History

United States
- Launched: 1802, Georgia, United States of America
- Fate: Sold c.1806

United Kingdom
- Name: Experiment
- Owner: 1806:Peter Evret Mestears
- Acquired: 1806
- Fate: Last listed in 1818

General characteristics
- Tons burthen: 146, or 186 (bm)
- Propulsion: Sail
- Complement: 12
- Armament: 8 guns

= Experiment (1802 ship) =

Experiment was built in 1802 in Georgia, United States of America. She came into British ownership circa 1806. She made one voyage to New South Wales in 1809–1810 transporting female convicts. She was last listed in 1818.

==Career==
Experiment entered Lloyd's Register (LR) in 1806 with W.Bisset, master, Maester, owner, and trade London–Cape of Good Hope. LR for 1808 showed Experiment with W.Bisset, master, changing to J.Dodds, Maester, owner, and trade London–Cape of Good Hope.
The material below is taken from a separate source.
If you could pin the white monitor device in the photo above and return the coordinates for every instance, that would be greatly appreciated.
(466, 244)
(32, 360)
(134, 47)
Convict transport (1809–10): Under the command of Joseph Dodds (or Dodd), she sailed from Cork, Ireland on 21 January 1809, and arrived at Port Jackson on 25 June 1809. She embarked 60 female convicts, all of whom survived the voyage.

Experiment left Port Jackson on 11 July bound for Bengal, where she was to purchase provisions for the Colony in New South Wales. She returned to Port Jackson on 17 January 1810 with a cargo of wheat and rice. She then left for England on 17 March. On 28 June she was at Rio de Janeiro.

LR for 1811 showed Experiment as being at Cork, still with Dodds, master, and Maester, owner.

==Fate==
Experiment was last listed in the Register of Shipping in 1818 with J. Dodds, master, Mestaers, owner, and sailing as a London-based transport.